As intradérmicas são aplicadas no braço, pois a pequena quantidade medicamentosa não precisa de grandes áreas para se dissolver. Já as subcutâneas podem ser aplicadas no braço, antebraço e coxa. As intramusculares devem ser aplicadas nas nádegas ou nas coxas, regiões com mais tecido muscular e mais espaço para que o medicamento se espalhe.

A técnica de enfermagem Maria Mere Rodrigues lembra de um detalhe extremamente importante: bebês com menos de 3 anos não devem tomar injeções e nem vacinas nas nádegas, apenas nos braços e nas pernas. “Nessa faixa etária, o nervo ciático pode ser atingido e a criança corre até risco de ficar paraplégica”, explica.

 

Velocidade da aplicação

 

A habilidade e experiência do aplicador também pode interferir. Cada medicamento tem uma indicação de como deve ser aplicado. Alguns precisam ser injetados de forma lenta, outros mais rapidamente. Se a orientação não for seguida, pode haver mais dor. “As injeções com maior pressão osmótica devem ser aplicadas lentamente, pois podem lesionar as paredes dos vasos devido ao pH diferente.
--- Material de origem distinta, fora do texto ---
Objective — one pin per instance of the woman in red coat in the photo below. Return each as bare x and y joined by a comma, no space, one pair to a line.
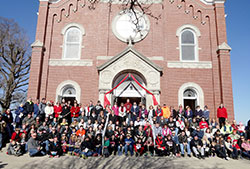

Como o sangue naturalmente tem um sistema tampão (que diminui a variação do pH, mantendo-o quase constante), ele consegue se adaptar aos poucos e diminuir o impacto do pH ácido, mas para isso a vacina tem que ser aplicada lentamente, para o corpo ir se acostumando”, explica Consiglieri.

No caso da  benzilpenicilina benzatina, Dantas ressalta que o tempo total de aplicação é de, aproximadamente, 10 segundos, para evitar cristalização dos sais presentes na vacina.

 

Como aliviar a dor

 

A ação, quase que mecânica, de massagear a região em que foi aplicada a injeção tem fundamentos que vão além das crendices populares. A técnica de enfermagem explica que a massagem auxilia o líquido da injeção ou da vacina a se espalhar mais rapidamente pelo corpo, aliviando a sensação de queimação. “Outra técnica que pode ser usada é fazer compressa de água quente, que também ajuda a alastrar a vacina e aliviar a dor”, ensina.